It’s no secret that finding the right person for the right role can be a challenge, but according to the Open Universities latest research, 90% of UK employers cannot find the right skill sets for the jobs they have to offer – particularly for managerial roles. 21% of the 400 companies interviewed explained that they struggle to hire senior managers, and 19% struggle to find appropriate candidates for mid-level management vacancies.
What is even more shocking in the digital age we live in, is that over half of the employers interviewed couldn’t find candidates in the last twelve months with the relevant IT skills.
These challenges mean that the overall recruitment process is taking much longer than in previous years, with an average turnaround time of one month and 24 days. This is a huge period for an organisation to be without a key member of staff such as a manager, and has significant financial implications.
Not only is there the fee to recruit the correct candidate, but also temporary wages for those covering the role in the short term. In addition to this, salaries become inflated to attract those candidates who are suitable and companies experience a potential loss in revenue due to staff shortages. It is estimated that UK employers have spent £1.7 billion on recruitment in the last year, and this trend is set to continue for at least another 12 months.
One of the key factors affecting the quality of candidates is Brexit. The uncertainty of what the UK economy is going to face has made candidates reluctant to look for new roles, meaning the unemployment rate in the UK is the lowest it has been since 2005. Where many organisations would normally rely on EU nationals to fill vacancies, they too have seen a decline in applications due to the uncertainty of immigration laws. Many organisations have tried to overcome this by offering inflated salaries, which is estimated to have cost employers £527 million, with an average of an extra £4000 – £5500 being offered per role.
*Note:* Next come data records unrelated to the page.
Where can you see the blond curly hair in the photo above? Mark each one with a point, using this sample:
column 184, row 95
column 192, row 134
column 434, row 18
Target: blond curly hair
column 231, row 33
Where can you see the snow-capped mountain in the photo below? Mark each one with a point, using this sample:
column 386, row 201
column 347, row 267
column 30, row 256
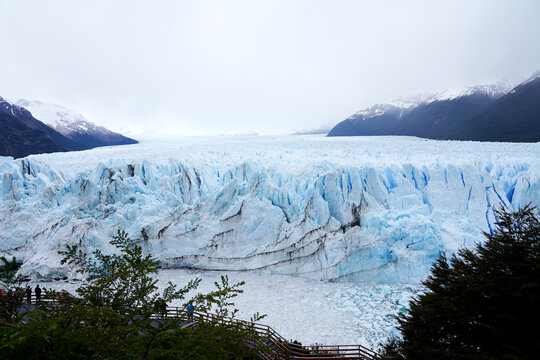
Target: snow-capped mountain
column 381, row 210
column 73, row 125
column 451, row 114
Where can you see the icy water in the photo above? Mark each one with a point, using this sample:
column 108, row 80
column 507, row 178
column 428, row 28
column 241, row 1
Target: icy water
column 310, row 311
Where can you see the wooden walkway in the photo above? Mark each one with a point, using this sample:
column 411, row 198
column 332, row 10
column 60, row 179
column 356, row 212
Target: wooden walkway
column 270, row 344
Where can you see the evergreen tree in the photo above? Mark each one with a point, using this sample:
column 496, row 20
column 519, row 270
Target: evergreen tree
column 482, row 303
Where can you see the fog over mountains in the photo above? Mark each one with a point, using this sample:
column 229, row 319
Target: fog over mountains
column 482, row 113
column 32, row 127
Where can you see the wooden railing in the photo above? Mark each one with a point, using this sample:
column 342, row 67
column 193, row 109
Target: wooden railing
column 273, row 344
column 269, row 343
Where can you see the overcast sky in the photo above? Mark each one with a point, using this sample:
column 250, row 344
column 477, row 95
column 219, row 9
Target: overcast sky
column 270, row 67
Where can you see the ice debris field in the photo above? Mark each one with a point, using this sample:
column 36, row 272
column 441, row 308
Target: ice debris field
column 354, row 210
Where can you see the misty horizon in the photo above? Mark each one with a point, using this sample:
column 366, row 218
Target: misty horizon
column 269, row 68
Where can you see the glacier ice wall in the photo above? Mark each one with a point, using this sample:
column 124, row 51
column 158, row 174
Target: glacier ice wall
column 355, row 221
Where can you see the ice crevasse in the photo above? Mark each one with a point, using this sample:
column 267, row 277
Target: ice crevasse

As part of the research project, the Open University asked what employers are planning to do to combat these costs. Many are looking to change the way they train staff in order to be able to promote from within and develop the necessary skills for existing employees. This will provide better opportunities for existing employees, mean that only lower level roles need to be filled. In the long-term this will mean that there will be more suitable candidates available and hopefully a reduction in the overall cost of the recruitment process.